Tuesday, April 23, 2013

Modesty and orthodox Judaism


You’ve probably seen orthodox Jewish women walking around with their heads covered, or seen Arabian women in burkhas, or read in the Bible about women keeping their heads covered at services. A great deal of effort goes into modesty of women in the Near East (both now and then).

Today we generally assume that this is to avoid men’s lustful thoughts…but that’s not actually it. (For one thing, it is entirely ineffective in this: rape doesn’t happen less in such countries than in other countries.) We misunderstand parts of Scripture when we fail to know what modesty is really all about.

I read an interesting article a few months back about this, from an orthodox Jewish woman’s perspective…unfortunately I lost the bookmark when the computer crashed and can’t relocate it. Thankfully I still have my notes.

Modesty is not about protecting others from lust—it is about creating a space of sacredness. Recall from here that in the Bible, a place can be either “holy/sacred” or “common/profane.” Something which is common or profane is simply of the world—it is not set apart for any particular purpose. By contrast, something which is holy or sacred is set apart for a specific godly purpose.

For example, if you were having lunch with President Obama at a burger joint, you might not have any problem with calling him “Barack” and having a beer and being critical of him to his face. Why? But if you were sitting in the audience during his State of the Union address and you jumped up, beer in hand, and starting criticizing “Barack” publicly, you would be shouted down and removed by security.

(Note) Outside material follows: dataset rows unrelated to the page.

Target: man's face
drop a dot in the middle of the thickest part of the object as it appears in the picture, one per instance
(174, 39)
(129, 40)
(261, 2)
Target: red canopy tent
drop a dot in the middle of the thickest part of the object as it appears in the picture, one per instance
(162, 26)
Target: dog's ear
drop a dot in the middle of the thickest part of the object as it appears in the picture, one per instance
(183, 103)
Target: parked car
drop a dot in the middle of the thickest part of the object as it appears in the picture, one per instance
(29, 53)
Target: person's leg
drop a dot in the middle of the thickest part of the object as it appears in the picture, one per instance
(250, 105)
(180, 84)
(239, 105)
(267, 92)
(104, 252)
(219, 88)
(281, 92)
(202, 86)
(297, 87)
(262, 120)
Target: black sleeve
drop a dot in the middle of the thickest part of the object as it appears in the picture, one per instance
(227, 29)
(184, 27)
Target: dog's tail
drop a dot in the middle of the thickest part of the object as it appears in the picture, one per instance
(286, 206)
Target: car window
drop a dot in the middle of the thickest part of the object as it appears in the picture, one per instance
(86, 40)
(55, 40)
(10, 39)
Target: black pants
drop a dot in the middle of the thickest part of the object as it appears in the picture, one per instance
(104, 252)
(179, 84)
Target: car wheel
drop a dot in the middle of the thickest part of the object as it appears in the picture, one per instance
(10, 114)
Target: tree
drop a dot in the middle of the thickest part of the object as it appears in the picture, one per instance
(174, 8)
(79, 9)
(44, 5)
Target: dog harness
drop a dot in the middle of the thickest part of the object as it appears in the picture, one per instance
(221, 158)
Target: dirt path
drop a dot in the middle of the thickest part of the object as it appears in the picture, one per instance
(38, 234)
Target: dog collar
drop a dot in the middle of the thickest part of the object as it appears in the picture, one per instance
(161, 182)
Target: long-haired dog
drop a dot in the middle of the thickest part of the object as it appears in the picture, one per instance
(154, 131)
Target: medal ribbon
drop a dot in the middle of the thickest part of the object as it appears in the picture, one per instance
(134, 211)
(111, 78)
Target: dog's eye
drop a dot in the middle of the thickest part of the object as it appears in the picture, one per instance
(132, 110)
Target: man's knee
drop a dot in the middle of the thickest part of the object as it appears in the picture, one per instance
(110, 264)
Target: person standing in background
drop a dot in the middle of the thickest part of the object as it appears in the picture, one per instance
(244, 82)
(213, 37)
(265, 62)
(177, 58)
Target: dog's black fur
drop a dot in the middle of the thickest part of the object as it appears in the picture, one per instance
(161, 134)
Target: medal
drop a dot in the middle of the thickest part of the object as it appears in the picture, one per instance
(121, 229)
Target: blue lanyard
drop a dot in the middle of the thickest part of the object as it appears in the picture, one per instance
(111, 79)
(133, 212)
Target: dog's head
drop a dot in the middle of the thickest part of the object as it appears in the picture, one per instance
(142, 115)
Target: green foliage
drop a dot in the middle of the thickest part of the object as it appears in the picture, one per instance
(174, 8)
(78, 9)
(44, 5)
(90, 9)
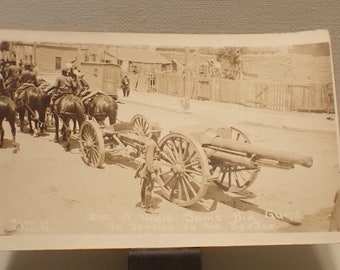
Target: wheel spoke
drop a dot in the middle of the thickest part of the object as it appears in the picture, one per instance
(193, 179)
(193, 172)
(169, 180)
(189, 157)
(170, 153)
(188, 184)
(165, 156)
(184, 188)
(192, 164)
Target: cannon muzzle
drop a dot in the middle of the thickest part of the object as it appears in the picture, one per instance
(249, 155)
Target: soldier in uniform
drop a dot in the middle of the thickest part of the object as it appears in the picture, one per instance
(62, 86)
(28, 75)
(12, 78)
(150, 169)
(2, 86)
(126, 86)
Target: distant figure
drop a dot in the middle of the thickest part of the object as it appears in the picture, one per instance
(12, 78)
(63, 85)
(149, 170)
(126, 86)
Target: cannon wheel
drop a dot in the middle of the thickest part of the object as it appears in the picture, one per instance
(184, 173)
(141, 125)
(237, 178)
(92, 144)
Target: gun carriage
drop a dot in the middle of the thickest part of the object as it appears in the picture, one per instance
(189, 163)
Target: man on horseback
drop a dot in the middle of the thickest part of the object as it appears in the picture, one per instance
(28, 75)
(12, 78)
(62, 86)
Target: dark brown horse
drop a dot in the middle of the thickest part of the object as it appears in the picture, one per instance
(98, 105)
(35, 101)
(7, 111)
(68, 107)
(102, 106)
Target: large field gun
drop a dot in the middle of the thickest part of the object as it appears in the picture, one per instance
(189, 163)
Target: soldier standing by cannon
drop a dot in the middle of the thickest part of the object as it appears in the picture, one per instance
(149, 170)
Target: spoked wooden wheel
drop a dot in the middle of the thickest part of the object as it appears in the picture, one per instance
(184, 173)
(141, 125)
(92, 144)
(237, 178)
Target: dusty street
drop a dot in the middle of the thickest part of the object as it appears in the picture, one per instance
(45, 190)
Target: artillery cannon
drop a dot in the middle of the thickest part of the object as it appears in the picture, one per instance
(189, 163)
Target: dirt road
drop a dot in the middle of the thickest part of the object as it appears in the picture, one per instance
(45, 190)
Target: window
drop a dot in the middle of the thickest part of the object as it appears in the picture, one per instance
(58, 63)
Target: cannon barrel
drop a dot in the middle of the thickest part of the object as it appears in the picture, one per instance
(245, 153)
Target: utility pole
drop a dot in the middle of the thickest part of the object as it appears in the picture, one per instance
(187, 81)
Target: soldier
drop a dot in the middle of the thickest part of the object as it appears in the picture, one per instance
(28, 75)
(12, 78)
(126, 86)
(149, 170)
(2, 86)
(62, 86)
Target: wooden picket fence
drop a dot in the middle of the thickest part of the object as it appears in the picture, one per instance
(252, 93)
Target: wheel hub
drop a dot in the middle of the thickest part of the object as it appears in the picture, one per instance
(178, 168)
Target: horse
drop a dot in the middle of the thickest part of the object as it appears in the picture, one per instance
(100, 107)
(67, 107)
(7, 110)
(34, 100)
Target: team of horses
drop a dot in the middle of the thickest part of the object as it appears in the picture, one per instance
(35, 101)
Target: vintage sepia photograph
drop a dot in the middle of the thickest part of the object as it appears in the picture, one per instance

Why? Because sharing a meal at a burger joint is a “common/profane” space, whereas the State of the Union address is a “holy/sacred” area, set apart for a specific, high-gravitas situation.

This is the basis of modesty. Women are to dress modestly not because of what it will inspire in others, but because it devalues them if they do not.

You see, a woman who dresses and behaves modestly has a body which is set apart, holy, sacred—reserved for a special intimacy with a particular person (her husband). Now different cultures have different norms for this: in Jewish orthodoxy, the head remains covered because a woman’s hair is considered a sacred thing set apart and reserved for only her husband to enjoy. It isn’t that her hair is bad or evil or lust-inducing…it is that it is valuable and special and glorious, and not to be thrown about as though it were of no value.

When a woman (or man) flaunts their sexuality, this is not a sign of empowerment, but rather a devaluing of that sexuality. To be immodest changes sex from something special and sacred to be reserved and enjoyed intimately; instead it becomes a commodity, to be sold or traded in return for three dates or a reasonable level of commitment or temporary pleasure.

So women, be modest: not for the sake of men, nor even for your own purity. Rather, be modest because your body is something amazing, it is (God forgive me for quoting Mayer here) a wonderland to be explored by your future (or present) spouse. It is something special and sacred and amazing and intimate…so do not throw it around like so much worthless trash.